Dizilerde kurgulananların izleyiciler tarafından model olarak algılanma ihtimali dizilere bağımlılığı artırmaktadır. Model alma veya özdeşleşme en çok kullanılan
öğrenme yöntemlerinden birisidir. Bu şekilde öğrenme televizyon programlarında rol alan kahramanların hal, tavır ve davranış biçimlerinin izleyici kitleler tarafından
modellenmesiyle gerçekleşir. İzleyici, kahraman veya herhangi bir karakterle kendisini özdeşleştirerek bir anlamda onun yaşadığı dünya ile etkileşimini artırmaktadır.

Şuan televizyonda en revaçta olan program nedir tam olarak bilemiyorum ama hayattan bir kesintim var;
Çocuklarımın davranışlarını olumsuz yönde etkilediğini düşündüğüm televizyonu evimden çıkartmış olsam da çevresel etkilerini hayatımdan çıkartmak kolay olmuyor.

Geniş aile üyelerimden birinin kendini kaptırdığı diziler sayesinde etrafındakileri o dizi karakterlerinde ki gibi gördüğünü ve olayları, kişileri de öyle algıladığını söylesem şaşırır mısın?

İyi amaçlı davranışı öyle alengirli bir hale sokmuş ki herkes birbirinden sır saklar, herkes birbirinin ardından konuşur hale gelmiş. Tam dallas yani. Tüm sırları kaldırdığında altından herkese elinden geldiğince güzellik yapmaya çalışan bir ebeveny çıkıyor olsa da yarattığı ortam ile çocukları arasında anlaşmazlıklara, kavgalara, küskünlüklere dönüşmüş. Ebeveynin davranışının yanında gerçeği görmeyip, dar pencereden bakarak olumsuzluğa, ve bu oyna dahil olan çocukları da ayrı bir konu. Herkes kendi doğrusu peşinde koşarken diğerinin yaşamındakileri farketmeyip kötüleme, yargılama içinde.

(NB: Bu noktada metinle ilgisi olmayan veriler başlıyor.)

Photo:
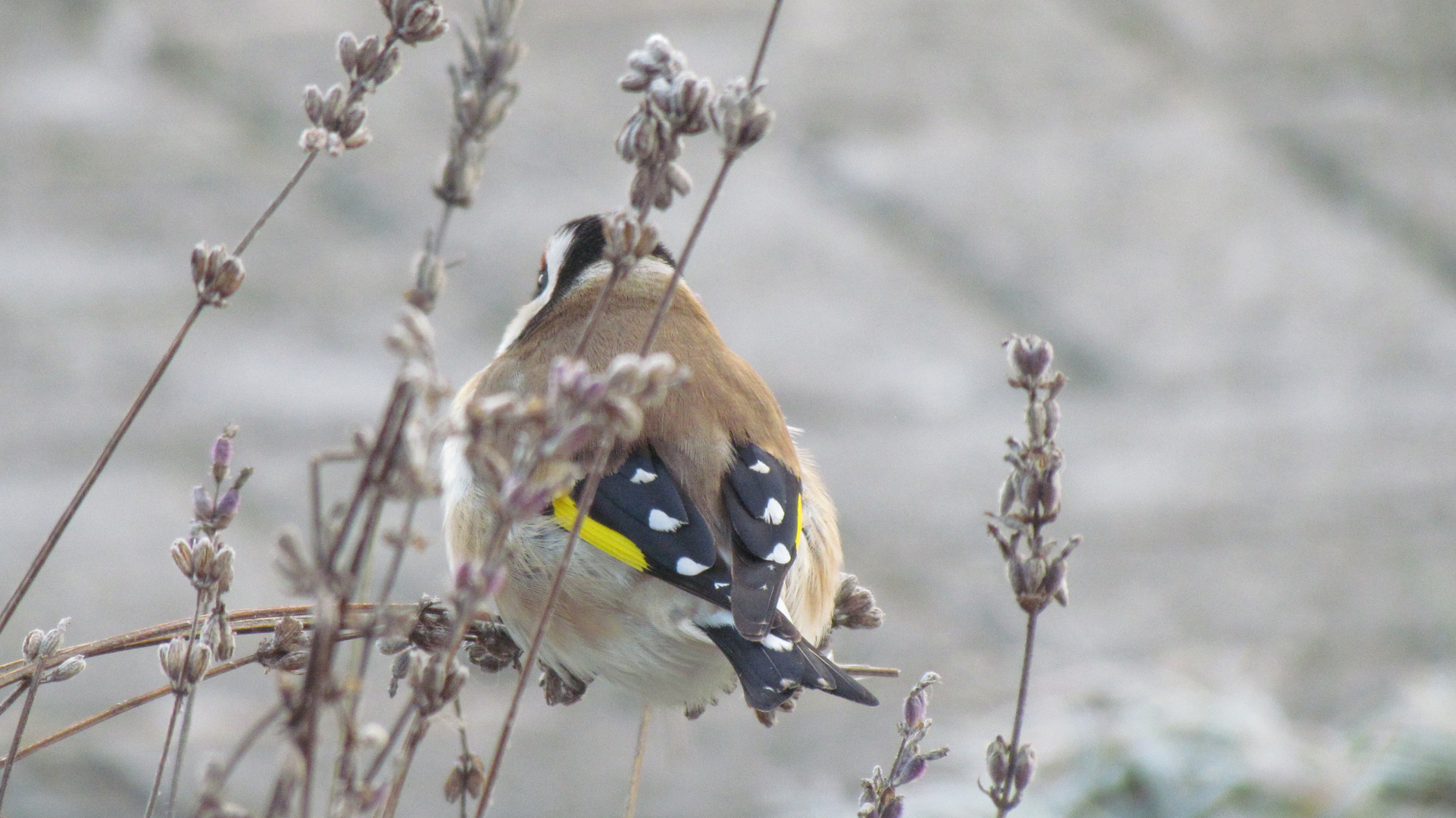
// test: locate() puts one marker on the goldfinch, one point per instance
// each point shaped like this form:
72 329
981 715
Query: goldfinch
715 552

Toplumda örnekleri çokça var olan;

İngilizce bilmediği halde "Of kors yane!!" diyen gençlikten tutunda çocuklarının arkasından entirika çevirdiğini düşünen anne babalara kadar hatta yalan dolanla yürütülen ilişkiler, karısını veya kocasını aldatmayı marifet bilen bir anlayış sergileniyor. Tamamen sevgiden, saygıdan yoksun maddiyata dayalı hırs dolu bir anlayış.

Onun varda benim niye yok zihniyeti, kıskançlık duygusunu kamçılıyor. Kardeşinin hakkına göz diken bir aile bireyinin, çevirdiği entrikalar, diğerinin ona beslediği kin duygusu... Evet bunlar gerçek hayatta var yok demek kendini kandırmak, hayaller dünyasında yaşamaktan başka bir şey değil. Lakin burada bahsi geçen toplumsal olarak  negatif duygulara maruz bırakılıyor olmamız. Her ne kadar izlemiyorum iş yaparken arkada fon oluyor diye söylenilse de bilinç farkında olmadan herşeyi işleyip kayıt ediyor. Kısaca olumsuz duygularla beslenen, sevgiden, anlayıştan, empatiden yoksun bir toplum yaratıldı, yaratımına da devam ediliyor. 

Bu duruma bir savaş taktiği olarak bakıyorum "Böl-Yönet". Bir an için bile olsa durup toplumsal olarak barış, anlayış içinde yaşadığımızı hayal etmeni istiyorum.. Ne olurdu? Topluma negatif duygu empoze ederek ne elde edilmeye çalışılıyor? Cevapları ortada.